16, 17, 18, 19 have the same task; they remove any toner residues which might have remained on

charge carriers

12, 13, 14, 15.

FIG. 1 shows an exemplary embodiment in which heating first takes place for a certain segment, via heating device 7, and cooling only takes place subsequently, via cooling device 8. Within the scope of the invention, it is possible, however, that both heating and cooling act on the toner and the paper, respectively, at the same time.
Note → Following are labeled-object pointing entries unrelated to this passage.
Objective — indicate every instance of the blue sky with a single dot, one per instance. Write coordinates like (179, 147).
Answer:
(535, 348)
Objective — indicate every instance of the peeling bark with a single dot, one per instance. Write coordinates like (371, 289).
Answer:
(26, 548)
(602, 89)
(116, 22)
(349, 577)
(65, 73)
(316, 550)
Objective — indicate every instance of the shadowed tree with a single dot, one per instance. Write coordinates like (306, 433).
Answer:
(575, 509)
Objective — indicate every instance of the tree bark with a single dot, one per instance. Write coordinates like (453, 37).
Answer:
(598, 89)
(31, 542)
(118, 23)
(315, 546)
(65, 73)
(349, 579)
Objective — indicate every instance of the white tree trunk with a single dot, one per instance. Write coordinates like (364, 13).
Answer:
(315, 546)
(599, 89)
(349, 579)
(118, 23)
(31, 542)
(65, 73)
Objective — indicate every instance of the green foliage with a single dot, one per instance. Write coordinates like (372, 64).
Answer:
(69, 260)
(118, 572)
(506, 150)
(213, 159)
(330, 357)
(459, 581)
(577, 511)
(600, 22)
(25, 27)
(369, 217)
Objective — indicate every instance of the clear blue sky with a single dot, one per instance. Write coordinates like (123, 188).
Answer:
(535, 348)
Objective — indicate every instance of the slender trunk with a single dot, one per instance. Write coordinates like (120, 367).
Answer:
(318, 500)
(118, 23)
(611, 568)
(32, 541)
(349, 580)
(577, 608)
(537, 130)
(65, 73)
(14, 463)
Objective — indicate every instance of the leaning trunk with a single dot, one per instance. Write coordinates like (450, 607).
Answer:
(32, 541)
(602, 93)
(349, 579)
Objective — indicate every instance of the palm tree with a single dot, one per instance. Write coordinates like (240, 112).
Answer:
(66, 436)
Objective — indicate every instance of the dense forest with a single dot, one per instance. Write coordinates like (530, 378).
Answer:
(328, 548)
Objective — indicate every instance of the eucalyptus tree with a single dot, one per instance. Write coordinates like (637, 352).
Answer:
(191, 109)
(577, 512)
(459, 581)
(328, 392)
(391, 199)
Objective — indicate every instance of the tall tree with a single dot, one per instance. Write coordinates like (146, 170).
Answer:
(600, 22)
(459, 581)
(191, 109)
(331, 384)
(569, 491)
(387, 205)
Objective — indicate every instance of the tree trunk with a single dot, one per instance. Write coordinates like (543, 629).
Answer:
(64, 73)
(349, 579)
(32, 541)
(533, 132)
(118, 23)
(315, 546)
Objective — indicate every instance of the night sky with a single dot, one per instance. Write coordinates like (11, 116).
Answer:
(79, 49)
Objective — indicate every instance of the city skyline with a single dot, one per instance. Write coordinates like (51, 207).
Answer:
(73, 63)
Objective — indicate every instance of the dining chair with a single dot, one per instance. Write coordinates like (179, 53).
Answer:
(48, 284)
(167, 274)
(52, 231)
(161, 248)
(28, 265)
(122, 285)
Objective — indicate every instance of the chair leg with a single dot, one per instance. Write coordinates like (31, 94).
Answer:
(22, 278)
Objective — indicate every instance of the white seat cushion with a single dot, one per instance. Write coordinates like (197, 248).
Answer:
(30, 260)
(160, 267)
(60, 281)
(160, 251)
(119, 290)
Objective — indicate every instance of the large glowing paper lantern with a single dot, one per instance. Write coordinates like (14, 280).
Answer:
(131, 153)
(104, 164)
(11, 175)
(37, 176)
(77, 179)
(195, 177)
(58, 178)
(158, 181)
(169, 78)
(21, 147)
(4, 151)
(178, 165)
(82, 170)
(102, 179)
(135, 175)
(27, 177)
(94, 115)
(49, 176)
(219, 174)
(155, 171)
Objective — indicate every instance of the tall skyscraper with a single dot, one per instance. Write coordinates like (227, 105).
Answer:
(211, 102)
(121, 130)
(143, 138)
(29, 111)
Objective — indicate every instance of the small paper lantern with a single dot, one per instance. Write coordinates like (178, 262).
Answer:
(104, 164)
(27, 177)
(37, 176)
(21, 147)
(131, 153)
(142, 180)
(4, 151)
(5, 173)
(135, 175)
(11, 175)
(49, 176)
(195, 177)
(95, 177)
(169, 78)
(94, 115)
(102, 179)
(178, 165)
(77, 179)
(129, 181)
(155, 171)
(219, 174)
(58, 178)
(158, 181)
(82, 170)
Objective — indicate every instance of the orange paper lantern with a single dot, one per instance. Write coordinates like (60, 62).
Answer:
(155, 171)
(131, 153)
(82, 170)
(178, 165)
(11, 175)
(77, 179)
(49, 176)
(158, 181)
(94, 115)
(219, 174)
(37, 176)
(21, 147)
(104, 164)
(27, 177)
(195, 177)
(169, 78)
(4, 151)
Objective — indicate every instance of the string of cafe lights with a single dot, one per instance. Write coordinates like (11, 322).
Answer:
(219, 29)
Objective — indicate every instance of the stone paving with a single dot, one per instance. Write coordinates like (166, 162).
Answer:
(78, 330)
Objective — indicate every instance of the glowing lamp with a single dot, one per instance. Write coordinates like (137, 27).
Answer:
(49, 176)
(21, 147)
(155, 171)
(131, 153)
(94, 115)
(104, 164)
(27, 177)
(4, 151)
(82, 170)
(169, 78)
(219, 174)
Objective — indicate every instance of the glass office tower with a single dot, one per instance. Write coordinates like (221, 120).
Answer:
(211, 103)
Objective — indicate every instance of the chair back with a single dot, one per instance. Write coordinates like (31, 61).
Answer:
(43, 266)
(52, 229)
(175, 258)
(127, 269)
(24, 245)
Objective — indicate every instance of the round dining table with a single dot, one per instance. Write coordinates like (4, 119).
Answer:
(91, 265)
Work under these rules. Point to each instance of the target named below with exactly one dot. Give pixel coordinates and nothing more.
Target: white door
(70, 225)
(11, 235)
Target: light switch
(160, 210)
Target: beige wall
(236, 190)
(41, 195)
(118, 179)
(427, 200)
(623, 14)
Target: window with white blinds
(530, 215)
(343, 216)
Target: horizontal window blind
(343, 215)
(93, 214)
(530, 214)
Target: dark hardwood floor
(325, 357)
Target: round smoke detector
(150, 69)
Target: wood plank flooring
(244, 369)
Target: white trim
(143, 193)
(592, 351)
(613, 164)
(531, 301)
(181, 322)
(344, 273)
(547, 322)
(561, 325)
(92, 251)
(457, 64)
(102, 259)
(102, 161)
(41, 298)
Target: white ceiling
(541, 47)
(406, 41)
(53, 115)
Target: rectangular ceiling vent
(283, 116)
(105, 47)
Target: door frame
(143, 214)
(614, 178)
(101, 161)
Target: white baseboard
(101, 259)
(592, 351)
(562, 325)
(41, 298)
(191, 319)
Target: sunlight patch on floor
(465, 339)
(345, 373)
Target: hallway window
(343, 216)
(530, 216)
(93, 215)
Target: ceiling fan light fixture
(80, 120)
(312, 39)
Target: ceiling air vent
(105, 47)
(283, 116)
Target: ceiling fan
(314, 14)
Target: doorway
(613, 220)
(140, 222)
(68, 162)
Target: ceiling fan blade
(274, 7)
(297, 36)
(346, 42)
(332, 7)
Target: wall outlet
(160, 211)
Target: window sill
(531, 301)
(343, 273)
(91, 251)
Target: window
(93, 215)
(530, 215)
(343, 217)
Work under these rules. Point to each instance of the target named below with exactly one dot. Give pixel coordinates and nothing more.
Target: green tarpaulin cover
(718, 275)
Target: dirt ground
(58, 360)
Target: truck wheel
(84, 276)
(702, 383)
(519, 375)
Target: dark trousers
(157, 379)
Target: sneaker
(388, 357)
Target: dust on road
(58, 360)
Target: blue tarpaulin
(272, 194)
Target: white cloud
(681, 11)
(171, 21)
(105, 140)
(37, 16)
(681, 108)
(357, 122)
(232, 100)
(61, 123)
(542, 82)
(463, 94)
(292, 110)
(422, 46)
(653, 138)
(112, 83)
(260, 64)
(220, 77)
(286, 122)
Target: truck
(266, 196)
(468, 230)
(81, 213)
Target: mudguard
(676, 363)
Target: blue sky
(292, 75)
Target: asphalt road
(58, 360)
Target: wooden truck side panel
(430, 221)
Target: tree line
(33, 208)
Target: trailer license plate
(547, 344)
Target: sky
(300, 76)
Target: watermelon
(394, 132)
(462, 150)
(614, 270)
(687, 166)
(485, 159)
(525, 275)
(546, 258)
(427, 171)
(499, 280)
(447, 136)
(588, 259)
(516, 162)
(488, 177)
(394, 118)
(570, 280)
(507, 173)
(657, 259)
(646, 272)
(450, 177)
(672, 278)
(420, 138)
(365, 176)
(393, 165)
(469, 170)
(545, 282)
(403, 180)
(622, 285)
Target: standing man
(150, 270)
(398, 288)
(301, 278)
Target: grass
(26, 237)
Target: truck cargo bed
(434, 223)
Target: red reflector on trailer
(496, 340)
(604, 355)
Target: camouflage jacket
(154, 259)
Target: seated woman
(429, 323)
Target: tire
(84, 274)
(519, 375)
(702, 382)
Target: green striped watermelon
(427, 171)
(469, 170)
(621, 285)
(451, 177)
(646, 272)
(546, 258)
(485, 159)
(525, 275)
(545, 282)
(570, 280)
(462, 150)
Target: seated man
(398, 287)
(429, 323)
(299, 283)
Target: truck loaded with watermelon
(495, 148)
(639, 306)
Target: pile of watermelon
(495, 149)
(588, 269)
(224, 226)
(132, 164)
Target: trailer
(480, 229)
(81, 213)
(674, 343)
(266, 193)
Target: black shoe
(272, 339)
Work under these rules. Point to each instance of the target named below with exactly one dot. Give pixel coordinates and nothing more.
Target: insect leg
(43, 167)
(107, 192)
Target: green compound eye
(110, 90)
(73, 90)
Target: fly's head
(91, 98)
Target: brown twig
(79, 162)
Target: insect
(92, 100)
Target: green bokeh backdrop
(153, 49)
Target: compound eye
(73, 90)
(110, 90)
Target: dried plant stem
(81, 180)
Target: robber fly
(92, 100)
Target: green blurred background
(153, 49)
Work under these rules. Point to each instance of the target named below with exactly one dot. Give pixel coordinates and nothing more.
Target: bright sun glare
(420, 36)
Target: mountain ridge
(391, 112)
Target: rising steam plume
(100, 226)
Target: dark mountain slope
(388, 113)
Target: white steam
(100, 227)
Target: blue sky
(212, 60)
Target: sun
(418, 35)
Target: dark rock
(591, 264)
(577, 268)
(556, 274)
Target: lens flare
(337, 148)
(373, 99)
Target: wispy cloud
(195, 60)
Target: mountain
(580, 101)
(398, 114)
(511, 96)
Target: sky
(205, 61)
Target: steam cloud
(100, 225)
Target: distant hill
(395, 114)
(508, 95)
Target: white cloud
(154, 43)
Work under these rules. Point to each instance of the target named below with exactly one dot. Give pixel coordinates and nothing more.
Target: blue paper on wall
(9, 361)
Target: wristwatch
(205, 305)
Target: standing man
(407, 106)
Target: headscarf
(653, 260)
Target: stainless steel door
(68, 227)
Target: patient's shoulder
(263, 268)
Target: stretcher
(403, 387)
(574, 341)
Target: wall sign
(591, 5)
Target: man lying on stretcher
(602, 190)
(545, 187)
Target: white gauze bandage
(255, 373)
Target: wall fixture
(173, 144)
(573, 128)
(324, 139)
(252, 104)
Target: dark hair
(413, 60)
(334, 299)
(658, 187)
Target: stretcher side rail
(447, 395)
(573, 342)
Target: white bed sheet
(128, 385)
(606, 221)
It is therefore not necessary for the present invention that there must be a time delay between heating and cooling.

Claims

What is claimed is:

1. A method for applying toner to a substrate to be printed by a printing unit, the method comprising the steps of:

applying a print image to a carrier band, the carrier band passing through an elongated segment of the printing unit;

transferring the print image to a first side of the substrate, the transferring occurring in the elongated segment;

transporting the substrate via a transport band, the transporting occurring between the carrier band and the transport band at the elongated segment;

heating the substrate in the elongated segment at the first side of the substrate through the carrier band before and/or during the transferring step so that toner of the print image penetrates into the substrate; and

cooling the substrate in the elongated segment at a second side of the substrate through the transport band so as to solidify the penetrated toner of the print image in the substrate, the cooling occurring at a same time as the heating in at least a portion of the elongated segment;

pressing the carrier band against the substrate using the transport band and at least one pair of rollers; and

pressing melted toner into the substrate after the heating step using one pair of the at least one pair of rollers;

wherein a heating energy and a cooling energy to be supplied during the heating and cooling steps are capable of being adjusted as a function of a printing speed of the printing unit.

2. A printing machine for applying toner to a substrate comprising:

a carrier band for carrying a toner image;

a transport band for transporting the substrate between the carrier band and the transport band at an elongated segment of the printing machine;

a heating device for heating the substrate in the elongated segment at a first side of the substrate through the carrier band so that toner of the toner image from the carrier band penetrates into the substrate; and

a cooling device for cooling the substrate in the elongated segment at a second side of the substrate through the transport band so as to solidify the penetrated toner in the substrate, the cooling occurring at a same time as the heating in at least a portion of the elongated segment; and

at least one pair of rollers for pressing the carrier band and the transport band together, one of the at least one pair of rollers being disposed at an end of the elongated segment.